What’s on in council this week by Larry Foster
Published February 14, 2022 1:51PM
There is a Finance and Performance meeting scheduled for Wednesday, an Operations meeting Thursday, followed by a Dog Control Bylaw review workshop. All these meetings will be on Zoom so will probably take longer than normal. At the time of writing I had only received a public-excluded agenda for Finance and Performance so I’m not sure what is in the public section of the agenda.
The Operations agenda is very small with the only item a progress report on establishing a potable water source for carrier supply and community collection in Ruatoria.

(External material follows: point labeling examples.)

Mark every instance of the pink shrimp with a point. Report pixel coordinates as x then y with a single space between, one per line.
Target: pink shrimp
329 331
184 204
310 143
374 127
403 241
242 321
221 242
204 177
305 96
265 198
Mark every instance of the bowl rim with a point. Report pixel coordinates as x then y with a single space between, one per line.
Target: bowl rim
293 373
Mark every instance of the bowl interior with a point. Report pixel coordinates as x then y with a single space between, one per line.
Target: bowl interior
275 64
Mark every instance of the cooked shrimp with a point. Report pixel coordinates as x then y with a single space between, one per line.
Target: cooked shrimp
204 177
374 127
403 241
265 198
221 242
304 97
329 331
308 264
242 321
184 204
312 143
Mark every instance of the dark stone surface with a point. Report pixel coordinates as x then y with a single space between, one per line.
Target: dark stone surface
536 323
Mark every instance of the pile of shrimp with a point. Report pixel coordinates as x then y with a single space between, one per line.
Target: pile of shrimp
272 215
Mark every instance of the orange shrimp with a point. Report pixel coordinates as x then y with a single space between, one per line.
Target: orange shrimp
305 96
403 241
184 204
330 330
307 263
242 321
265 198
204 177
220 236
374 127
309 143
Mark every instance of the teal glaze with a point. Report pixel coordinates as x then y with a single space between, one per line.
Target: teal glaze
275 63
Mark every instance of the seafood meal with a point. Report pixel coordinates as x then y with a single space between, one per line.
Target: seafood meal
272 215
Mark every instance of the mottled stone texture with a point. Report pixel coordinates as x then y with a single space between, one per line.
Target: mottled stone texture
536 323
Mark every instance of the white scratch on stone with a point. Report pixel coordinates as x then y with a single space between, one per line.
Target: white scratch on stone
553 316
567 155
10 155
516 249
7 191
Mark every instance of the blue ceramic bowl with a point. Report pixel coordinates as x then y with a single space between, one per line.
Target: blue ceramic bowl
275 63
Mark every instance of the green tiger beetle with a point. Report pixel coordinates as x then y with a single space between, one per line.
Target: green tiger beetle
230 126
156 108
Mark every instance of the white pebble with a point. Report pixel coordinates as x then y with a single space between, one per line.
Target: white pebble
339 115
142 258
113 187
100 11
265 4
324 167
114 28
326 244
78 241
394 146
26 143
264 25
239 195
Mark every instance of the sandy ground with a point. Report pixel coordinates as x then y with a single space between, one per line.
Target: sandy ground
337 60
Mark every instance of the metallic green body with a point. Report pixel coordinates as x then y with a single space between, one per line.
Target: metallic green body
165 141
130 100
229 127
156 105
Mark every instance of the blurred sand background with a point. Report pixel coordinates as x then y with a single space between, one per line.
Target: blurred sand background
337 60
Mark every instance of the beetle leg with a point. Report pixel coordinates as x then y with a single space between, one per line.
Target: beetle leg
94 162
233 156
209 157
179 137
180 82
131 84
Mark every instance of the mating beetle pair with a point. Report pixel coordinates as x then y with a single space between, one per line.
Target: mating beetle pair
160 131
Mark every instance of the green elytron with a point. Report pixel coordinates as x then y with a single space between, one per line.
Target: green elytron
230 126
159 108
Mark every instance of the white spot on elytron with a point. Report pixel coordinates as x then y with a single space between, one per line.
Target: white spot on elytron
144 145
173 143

The council has allocated $505,000 from the Government’s three waters reform stimulus grant to provide potable water to the Ruatoria community. A potential location at Whakarua park has been identified by the council’s environmental science staff and discussions have been held with the chair of Whakarua Park, Te Runanganui o Ngati Porou and several community representatives regarding the possibility of leasing land for the bore and filling station. Council has since had possible leasing option discussions with the full Whakarua Park committee and TRONPnui. A basic site design has been drafted to help facilitate community and landowner discussions. Initial work on the cultural impact report has started along with a possible memorandum of understanding with TRONPnui. The project team plans to work together with environmental science staff to ensure there is consistency across multiple projects in the area, with the aim to share drilling costs and to validate the capacity of the bore.

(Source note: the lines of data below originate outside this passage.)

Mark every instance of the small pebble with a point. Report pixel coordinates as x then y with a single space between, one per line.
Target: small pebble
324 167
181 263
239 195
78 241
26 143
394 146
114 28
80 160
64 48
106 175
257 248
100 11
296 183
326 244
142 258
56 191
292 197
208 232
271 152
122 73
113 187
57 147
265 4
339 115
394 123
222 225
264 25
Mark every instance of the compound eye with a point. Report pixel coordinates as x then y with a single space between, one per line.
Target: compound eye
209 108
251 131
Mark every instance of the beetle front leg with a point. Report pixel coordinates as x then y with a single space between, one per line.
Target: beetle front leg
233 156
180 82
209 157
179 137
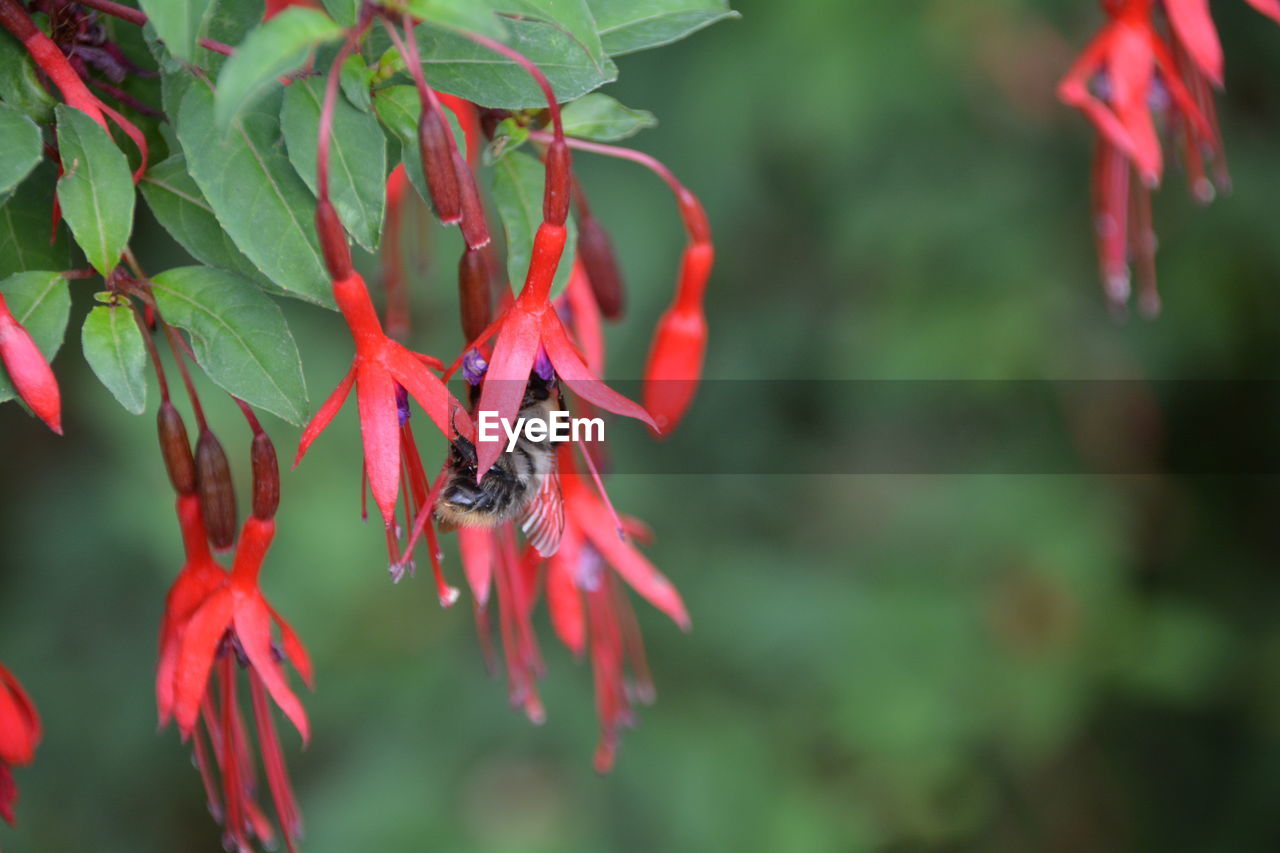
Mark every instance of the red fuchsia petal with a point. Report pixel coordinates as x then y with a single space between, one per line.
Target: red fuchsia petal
580 379
586 319
8 794
1194 28
630 564
295 649
200 642
563 600
1270 8
325 414
1074 91
254 629
379 428
478 550
19 724
273 761
508 373
432 395
1130 64
28 370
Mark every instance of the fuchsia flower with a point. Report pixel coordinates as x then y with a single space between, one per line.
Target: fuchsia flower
1127 77
28 370
590 546
19 735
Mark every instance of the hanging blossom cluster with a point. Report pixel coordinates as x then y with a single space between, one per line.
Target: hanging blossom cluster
1153 67
224 651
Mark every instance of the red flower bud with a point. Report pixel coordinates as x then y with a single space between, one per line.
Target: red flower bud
333 240
557 192
474 293
437 151
595 250
475 229
176 448
215 491
675 363
30 373
266 478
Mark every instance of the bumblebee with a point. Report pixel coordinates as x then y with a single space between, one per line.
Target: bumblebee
522 486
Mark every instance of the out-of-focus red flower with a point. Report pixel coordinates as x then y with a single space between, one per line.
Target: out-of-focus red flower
19 734
592 612
28 370
277 7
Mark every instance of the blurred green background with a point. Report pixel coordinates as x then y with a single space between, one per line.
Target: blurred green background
877 662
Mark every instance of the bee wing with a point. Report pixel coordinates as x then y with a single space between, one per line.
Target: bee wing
543 521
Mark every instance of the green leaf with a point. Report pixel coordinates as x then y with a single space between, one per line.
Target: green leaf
278 46
344 12
398 109
182 210
517 191
115 351
472 16
627 26
357 156
19 86
238 336
41 302
178 23
602 118
96 188
458 65
21 142
26 223
255 192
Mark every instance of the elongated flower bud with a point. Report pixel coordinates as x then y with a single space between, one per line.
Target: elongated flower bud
266 477
215 491
176 448
442 177
557 194
595 250
31 375
475 229
333 240
474 297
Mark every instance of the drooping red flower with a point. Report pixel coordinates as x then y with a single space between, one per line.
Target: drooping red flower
592 612
530 322
19 735
380 366
28 370
1127 77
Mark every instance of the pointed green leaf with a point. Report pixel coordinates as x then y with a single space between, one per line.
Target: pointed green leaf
41 302
238 334
21 142
19 86
627 26
278 46
26 226
255 192
398 108
458 65
602 118
517 192
178 23
182 210
96 188
458 14
115 351
357 156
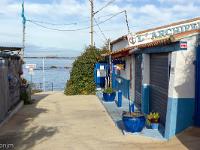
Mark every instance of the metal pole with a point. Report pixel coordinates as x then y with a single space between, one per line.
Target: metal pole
92 23
24 30
110 63
43 75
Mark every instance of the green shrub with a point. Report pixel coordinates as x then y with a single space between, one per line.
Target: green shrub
81 80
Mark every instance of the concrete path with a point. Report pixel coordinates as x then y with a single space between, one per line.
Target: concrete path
59 122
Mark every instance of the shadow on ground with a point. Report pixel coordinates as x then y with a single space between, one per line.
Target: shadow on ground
190 138
20 132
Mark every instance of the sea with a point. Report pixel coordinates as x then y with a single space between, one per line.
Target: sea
53 78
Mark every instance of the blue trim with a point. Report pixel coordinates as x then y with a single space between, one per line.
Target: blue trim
163 48
197 88
124 86
180 112
145 98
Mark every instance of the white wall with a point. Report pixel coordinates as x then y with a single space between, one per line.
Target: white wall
182 74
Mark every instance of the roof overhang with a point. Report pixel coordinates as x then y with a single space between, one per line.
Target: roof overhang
3 48
158 42
124 37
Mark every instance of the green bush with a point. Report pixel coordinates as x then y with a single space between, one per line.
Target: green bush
81 80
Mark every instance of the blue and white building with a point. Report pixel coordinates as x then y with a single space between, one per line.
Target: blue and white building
161 73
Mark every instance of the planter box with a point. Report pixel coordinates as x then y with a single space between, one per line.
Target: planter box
134 122
155 126
109 97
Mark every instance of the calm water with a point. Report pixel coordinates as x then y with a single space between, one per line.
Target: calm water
58 76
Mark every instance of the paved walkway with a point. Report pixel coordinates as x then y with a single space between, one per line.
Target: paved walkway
60 122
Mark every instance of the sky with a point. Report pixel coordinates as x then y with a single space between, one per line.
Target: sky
75 14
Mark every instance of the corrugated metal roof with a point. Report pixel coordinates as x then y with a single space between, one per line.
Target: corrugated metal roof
164 41
11 48
157 28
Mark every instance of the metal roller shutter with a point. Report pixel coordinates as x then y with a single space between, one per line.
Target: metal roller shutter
159 80
138 80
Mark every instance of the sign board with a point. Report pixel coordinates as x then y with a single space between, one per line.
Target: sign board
183 45
31 71
146 37
28 66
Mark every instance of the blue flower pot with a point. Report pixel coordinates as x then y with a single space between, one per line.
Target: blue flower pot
134 123
109 97
155 126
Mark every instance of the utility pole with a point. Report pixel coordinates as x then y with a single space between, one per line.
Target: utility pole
110 62
43 73
24 29
92 23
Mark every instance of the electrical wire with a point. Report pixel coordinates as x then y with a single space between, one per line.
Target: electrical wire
110 2
102 40
78 29
53 24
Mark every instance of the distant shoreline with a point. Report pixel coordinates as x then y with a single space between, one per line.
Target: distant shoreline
49 57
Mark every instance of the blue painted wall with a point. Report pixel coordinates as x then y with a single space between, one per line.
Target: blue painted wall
123 86
180 113
145 98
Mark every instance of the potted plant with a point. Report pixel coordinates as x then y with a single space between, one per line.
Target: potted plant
153 120
109 95
133 121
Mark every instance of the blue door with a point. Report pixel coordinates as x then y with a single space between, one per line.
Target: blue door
197 88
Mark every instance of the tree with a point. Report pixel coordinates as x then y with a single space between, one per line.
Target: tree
81 80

The main components to this project are:
■ Construction of a bore, treatment plant and multiple fill-up points to allow both commercial and domestic access to potable water for cartage to top up rainwater tanks.
■ Siting of a containerised treatment plant with extraction to raw water reservoir storage tanks, filtration and UV treatment processes. This will provide the community with access to compliant, safe drinking water.

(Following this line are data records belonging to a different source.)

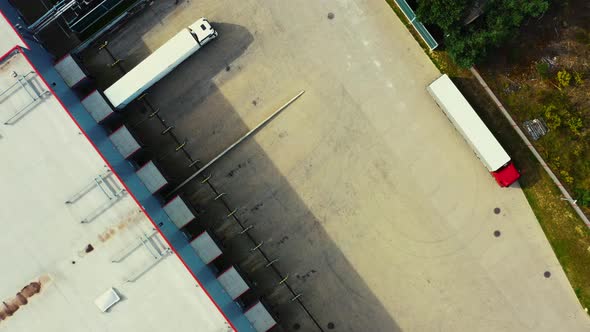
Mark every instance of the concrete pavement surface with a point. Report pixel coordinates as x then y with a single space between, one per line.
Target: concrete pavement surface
378 211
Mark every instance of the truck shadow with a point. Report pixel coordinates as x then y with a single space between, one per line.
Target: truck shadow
265 203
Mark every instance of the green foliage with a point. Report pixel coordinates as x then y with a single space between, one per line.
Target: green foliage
575 124
583 196
578 78
444 13
469 44
566 177
552 117
563 79
543 69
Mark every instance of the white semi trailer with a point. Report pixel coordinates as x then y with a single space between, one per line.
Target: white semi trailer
160 63
474 131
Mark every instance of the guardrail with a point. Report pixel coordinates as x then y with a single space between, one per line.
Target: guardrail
418 26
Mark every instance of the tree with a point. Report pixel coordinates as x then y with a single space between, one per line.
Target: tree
498 23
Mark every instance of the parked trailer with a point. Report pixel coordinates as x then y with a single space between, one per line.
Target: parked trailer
160 63
474 131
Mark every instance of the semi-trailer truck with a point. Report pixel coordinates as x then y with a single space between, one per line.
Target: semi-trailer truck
473 130
160 63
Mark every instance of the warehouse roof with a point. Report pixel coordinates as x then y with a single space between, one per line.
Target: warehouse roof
79 252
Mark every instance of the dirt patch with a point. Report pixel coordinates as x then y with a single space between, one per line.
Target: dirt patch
10 306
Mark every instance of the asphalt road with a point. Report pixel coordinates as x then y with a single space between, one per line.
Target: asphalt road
378 211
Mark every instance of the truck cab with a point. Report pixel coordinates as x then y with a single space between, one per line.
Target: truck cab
202 31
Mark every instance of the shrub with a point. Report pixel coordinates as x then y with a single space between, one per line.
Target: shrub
578 78
543 69
563 78
566 177
574 124
583 196
552 117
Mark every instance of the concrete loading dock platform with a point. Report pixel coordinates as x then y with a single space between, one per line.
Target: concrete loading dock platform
377 211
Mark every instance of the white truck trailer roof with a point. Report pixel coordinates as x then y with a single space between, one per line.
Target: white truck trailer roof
160 63
468 123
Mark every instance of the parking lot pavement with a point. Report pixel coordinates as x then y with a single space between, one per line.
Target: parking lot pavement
378 211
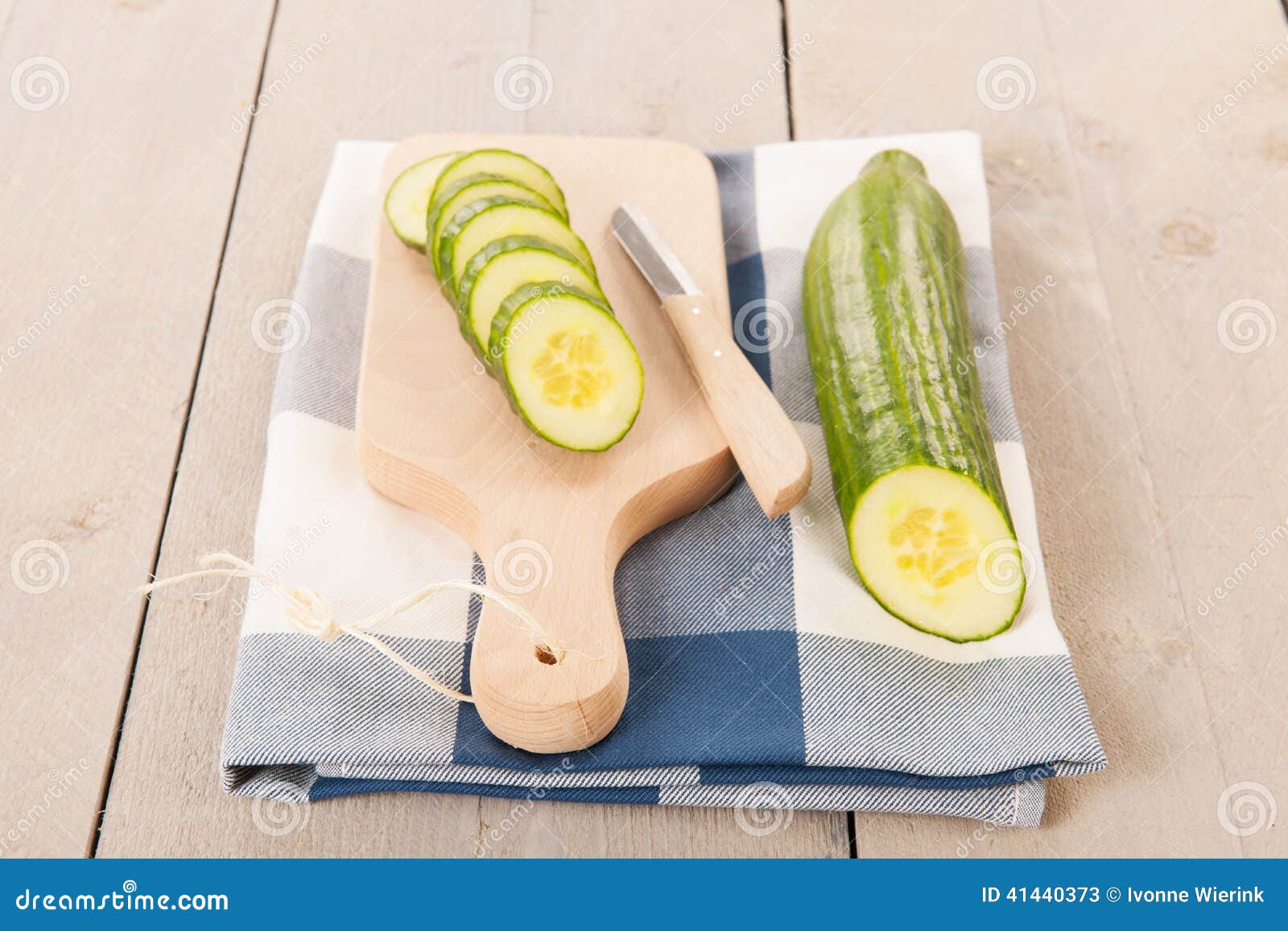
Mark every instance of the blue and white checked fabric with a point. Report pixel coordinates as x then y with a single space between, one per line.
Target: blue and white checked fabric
762 674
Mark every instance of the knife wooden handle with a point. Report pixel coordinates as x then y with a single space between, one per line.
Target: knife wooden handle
768 450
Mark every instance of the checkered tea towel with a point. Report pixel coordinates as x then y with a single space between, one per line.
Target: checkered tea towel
762 673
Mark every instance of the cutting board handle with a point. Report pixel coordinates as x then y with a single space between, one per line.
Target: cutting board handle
564 686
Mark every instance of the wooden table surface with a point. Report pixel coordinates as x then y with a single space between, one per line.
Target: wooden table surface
1137 158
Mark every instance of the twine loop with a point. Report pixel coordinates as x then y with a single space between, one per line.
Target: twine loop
309 612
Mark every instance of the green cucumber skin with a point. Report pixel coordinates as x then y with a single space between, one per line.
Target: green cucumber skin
523 296
886 325
393 187
483 257
433 216
448 242
560 208
510 307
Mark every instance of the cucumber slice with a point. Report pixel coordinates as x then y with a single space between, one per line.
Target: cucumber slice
570 370
410 195
506 266
465 192
506 164
925 541
497 218
526 294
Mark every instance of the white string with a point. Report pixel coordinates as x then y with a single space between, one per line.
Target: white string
311 613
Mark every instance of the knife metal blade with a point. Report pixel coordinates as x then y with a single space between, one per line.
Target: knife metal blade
650 254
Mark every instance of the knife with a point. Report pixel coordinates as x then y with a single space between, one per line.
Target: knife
762 437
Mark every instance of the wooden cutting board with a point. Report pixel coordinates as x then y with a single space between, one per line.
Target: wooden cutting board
549 525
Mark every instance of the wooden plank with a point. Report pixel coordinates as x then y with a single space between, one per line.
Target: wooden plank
1112 583
1179 139
622 70
116 184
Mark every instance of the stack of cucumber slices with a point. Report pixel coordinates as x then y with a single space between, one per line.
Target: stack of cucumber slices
495 227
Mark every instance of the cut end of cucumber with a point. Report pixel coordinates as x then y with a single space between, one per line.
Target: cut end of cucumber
897 160
575 373
938 554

■ Construction of a secure facility with treated water reservoir storage tanks for water carrier access and a separate tank for general public access. The facility extraction and treatment processes are to be automated and have telemetry control capability.
■ Development of a publicly accessible terminal for a community collection point and bulk cartage point for local carriers.
■ Confirmation of the amount of groundwater extraction that is possible at the Whakarua site, which will require investigation drilling and drawdown testing.
Access to safe drinking water is a major issue for the Ruatoria community, both in quality and quantity. The existing Racecourse Road spring and the Waiapu River remain the major water sources during summer and both do not meet potable water standards. A condition of the three waters reform funding is that it be spent quickly, by June 2022, so communities can benefit almost immediately from the jobs the money is paying for and improved water services. The provision of potable water will significantly improve the wellbeing of this community.
A review of the Dog Control Policy and Bylaw was approved by the Sustainable Tairawhiti committee late last year so we will be workshopping this after the Operations meeting. Staff are seeking councillor feedback on five updates to the policy and bylaw. These are:
Making on-lead the default setting for the urban area, with specified prohibited and off-lead areas; increasing the number of dogs allowed on a premises before a permit is required from one to two; adding assessment criteria to the policy; prohibiting dogs on Kaiti Beach to protect the penguin colony; changes to the currently prohibited off-lead areas.